Last week Samsung announced the Gear VR, an Android virtual reality headset developed by the guys over at Oculus. According to John Carmack, getting virtual reality running on Android was no easy task and due to the lack of native code development, creating applications for the platform is “no fun at all”.
Speaking to Gamasutra, Carmack said: “There’s the normal hell of moving to a new platform—and I gotta say, Android was more hell to move to than most consoles I’ve adopted. Just because of the way Google has to position things across a diverse hardware spectrum, and because Google still doesn’t really endorse native code development—they’d still rather everyone worked in Java. “
“That’s a defensible position, but it’s certainly not what you want to be doing on a resource-constrained VR system. So brace yourself: Android setup and development really does suck. It’s no fun at all.”
Another big challenge Carmack faced while bringing virtual reality to the Galaxy Note 4 was power management, not just to sustain battery life but to avoid over heating the phone within minutes.
“The power issue is going to be a big battle, and it’s going to be interesting to see because we don’t know yet how many people will like smaller nuggets of entertainment experiences instead of longer-form things. e’re hoping developers make a lot of short, bite-sized nuggets of entertainment because they work well on mobile—they don’t tax the thermal and power so much, and they also have another benefit: since we don’t have positional tracking on mobile, we know we’re going to cause problems for more sensitive people.”
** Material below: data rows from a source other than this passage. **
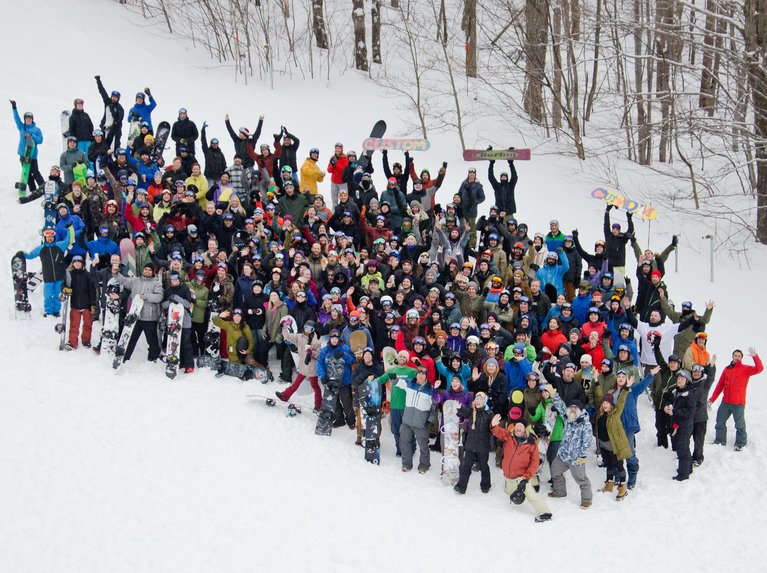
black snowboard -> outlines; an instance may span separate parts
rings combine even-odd
[[[32,305],[29,304],[29,291],[27,289],[27,260],[24,252],[19,251],[11,258],[11,272],[13,276],[13,292],[16,302],[16,312],[30,312]]]
[[[168,142],[169,135],[170,124],[167,121],[161,121],[154,133],[154,145],[149,155],[152,163],[157,163],[162,159],[162,152],[165,151],[165,144]]]
[[[379,119],[373,126],[373,129],[370,130],[370,135],[368,137],[380,138],[383,137],[384,133],[386,133],[386,122]],[[357,167],[354,168],[353,177],[355,183],[359,183],[362,179],[362,174],[367,171],[368,165],[370,165],[370,158],[373,157],[374,151],[374,149],[369,149],[360,155]]]

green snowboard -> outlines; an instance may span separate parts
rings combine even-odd
[[[27,139],[27,146],[24,148],[24,155],[21,157],[21,178],[16,183],[16,189],[19,190],[19,199],[27,196],[27,183],[29,183],[29,170],[32,168],[32,154],[35,152],[35,142],[30,137]]]

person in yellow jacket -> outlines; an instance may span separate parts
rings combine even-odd
[[[301,180],[300,187],[301,193],[307,191],[312,195],[316,195],[317,184],[322,183],[325,179],[325,172],[317,165],[317,160],[320,158],[320,150],[313,147],[309,151],[309,157],[306,158],[304,164],[301,166]]]
[[[192,165],[192,174],[186,178],[184,184],[187,189],[190,185],[194,185],[197,188],[194,197],[197,199],[200,208],[204,209],[206,203],[205,196],[208,194],[208,179],[202,174],[199,163]]]

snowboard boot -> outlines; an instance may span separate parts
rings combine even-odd
[[[612,493],[614,487],[615,487],[615,482],[610,479],[605,482],[605,485],[603,485],[599,491],[603,493]]]

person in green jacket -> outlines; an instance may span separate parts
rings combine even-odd
[[[378,382],[386,384],[387,393],[391,398],[389,407],[391,409],[391,433],[394,435],[394,445],[397,448],[397,457],[402,457],[402,450],[399,444],[399,429],[402,425],[402,415],[405,413],[405,390],[397,387],[399,379],[412,380],[417,373],[415,368],[407,366],[410,360],[410,353],[407,350],[400,350],[397,353],[397,364],[389,368],[378,378]],[[413,448],[415,450],[415,438],[413,439]]]
[[[625,371],[619,370],[618,374],[625,374]],[[614,487],[618,486],[618,494],[615,499],[622,500],[628,495],[628,486],[626,484],[626,467],[623,460],[632,455],[631,444],[626,436],[626,430],[623,429],[621,414],[626,405],[628,390],[634,384],[634,377],[631,376],[626,382],[626,390],[620,393],[617,403],[610,392],[602,395],[602,403],[597,411],[597,442],[602,459],[605,463],[607,478],[605,485],[600,491],[612,492]]]
[[[229,319],[229,320],[227,320]],[[242,309],[231,312],[223,310],[213,319],[213,324],[226,332],[226,354],[229,362],[257,366],[253,358],[253,334],[242,320]]]
[[[194,304],[192,306],[192,348],[195,357],[205,354],[205,333],[208,330],[206,312],[208,310],[208,287],[203,282],[205,271],[198,270],[193,279],[187,283],[192,291]]]
[[[540,436],[538,441],[539,449],[545,446],[546,461],[549,462],[549,467],[551,467],[551,462],[556,459],[559,446],[562,445],[564,422],[562,421],[562,416],[554,408],[554,401],[545,387],[541,388],[541,396],[543,401],[538,404],[535,413],[530,416],[530,421],[541,423],[539,427],[542,427],[537,432],[538,436]]]

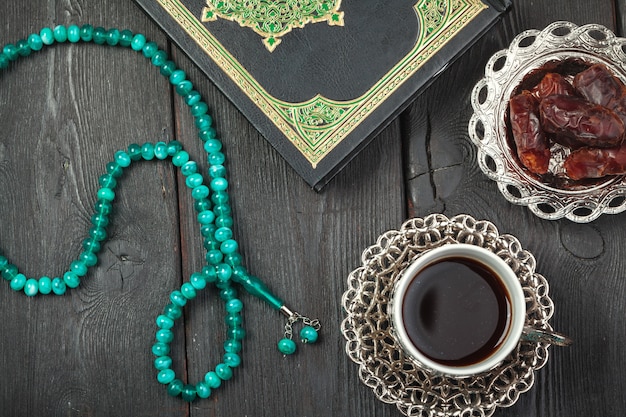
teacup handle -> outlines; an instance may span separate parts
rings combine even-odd
[[[572,339],[564,334],[551,330],[535,329],[525,326],[522,330],[522,340],[535,343],[549,343],[555,346],[569,346],[573,343]]]

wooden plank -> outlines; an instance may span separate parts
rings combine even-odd
[[[623,10],[624,2],[617,2]],[[407,149],[410,215],[468,213],[493,221],[516,235],[537,258],[538,272],[550,282],[556,305],[551,323],[575,339],[571,348],[551,348],[535,386],[498,416],[588,416],[619,414],[626,400],[623,320],[624,216],[603,216],[589,225],[545,221],[513,206],[484,176],[469,141],[471,89],[491,54],[523,30],[542,29],[555,20],[614,27],[613,2],[516,1],[513,10],[475,47],[418,98],[403,118]]]
[[[131,2],[1,7],[14,42],[59,23],[163,35]],[[28,276],[62,274],[81,250],[98,176],[128,143],[171,139],[170,88],[130,50],[59,45],[3,71],[0,246]],[[164,105],[163,105],[164,104]],[[140,415],[187,407],[155,384],[154,317],[180,280],[173,170],[132,167],[118,189],[100,265],[63,297],[0,291],[3,415]],[[156,413],[154,413],[156,414]]]

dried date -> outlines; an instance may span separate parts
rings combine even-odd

Discuss on our Facebook page, HERE.
KitGuru Says: Samsung is set to sell the Gear VR headset but from the sounds of things- it might not be such a great idea. Developers may struggle to create apps that don't overheat the phone. We will have to see how things go but I don't see virtual reality becoming a huge thing on mobile devices. What do you guys think?
Source: Gamasutra
I think it was a stupid idea to diversify virtual reality onto phones in the first place. Sure it’s expanding the market and giving everyone a chance of the experience but the screen isn’t optimised for side-by-side stereoscopy and the device itself isn’t made for something as intensive and intricate as VR in pretty much every single possible way. Just stick to the devices that will somewhat be able to run VR to an acceptable standard, this being computers and possibly consoles
But of course companies want to chase the pot of gold as soon as possible. I think moblie-VR will be more viable in at least a year or two, but not right now.
until we see VR with sensible, IPS monitor resolutions phones should be able to power them easily.
Common Devs, wheres the 1080p headset? 4k monitors are common already
“…the screen isn’t optimised for side-by-side stereoscopy…” http://www.engadget.com/2014/07/31/oculus-rift-dev-kit-2-samsung/
If what you say is true then there is no mainstream VR implementation that uses an “optimised” screen.